Essa especificidade nos é conferida pela linguagem. Essa não é apenas um meio pra se falar das coisas, mas ela constitui um mundo e mais, um imundo. Ela nos condena a nos dizer certas palavras, às vezes com duplo sentido, de forma incompleta. Para Ronald Barthes, a língua é fascista, isto é, na medida que nos obriga a dizer certas coisas.

O “error” angustiante que o computador apresenta é um tapa na cara em nós que toda hora agimos de modo impreciso e mesquinho, sendo atravessado por inúmeros significados que a cultura nos dá. A impressão que dá quando ouço esse barulho aterrorizante é a mesma quando estou no ônibus e de repente ouve-se um tiro. Instalado o pânico na hora. Um baque que nos reduz a baratas tontas procurando o melhor lugar pra se esconder do baygon que no nosso exemplo é a bala perdida.

Mas veja você, alguma coisa se diz e depois de ser dito vê a posição do sujeito implicada no que ele disse. É assim, nós vamos fiando palavras que engendram discursos nas malhas da coesão e com as cores da coerência.

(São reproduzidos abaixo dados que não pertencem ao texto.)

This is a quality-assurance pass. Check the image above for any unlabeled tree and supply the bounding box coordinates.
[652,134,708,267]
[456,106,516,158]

No dia-a-dia, às vezes nos sentimos totalmente alheios a nós mesmos, quando por exemplo, num enterro ao invés de falarmos “meus pêsames” à viúva, falamos “meus parabéns”. Mas o que isso quer dizer? Será que foi um descuido sem culpa? O que eu tenho a ver com o que eu falei? O que eu disse?

A experiência nos mostra que a linguagem nos dá um certo basta e por mais que não sejamos culpados, somos responsáveis - isto é, não tem uma intenção, mas fui eu quem falou. O psicótico tira esse automatismo da linguagem: Se falarmos um ponto e que consensualmente é um ponto de ônibus, ele pode teimar em dizer ser o ponto de uma puta ou então gastar litros de “água mole” jogando em pedra dura esperando que essa fure.

Portanto, dizemos tal coisa pra não dizer outra e é por isso que não somos “Pentiuns”, “Macintoshs”, pois a cada descuido nosso (desculpe a redundância) nos descuidamos diferentemente. Mas uma coisa é certa: A afetação que isso nos causa pode ser tão potente quanto a do barulho devastador quando clicamos algo indevido e assim erramos.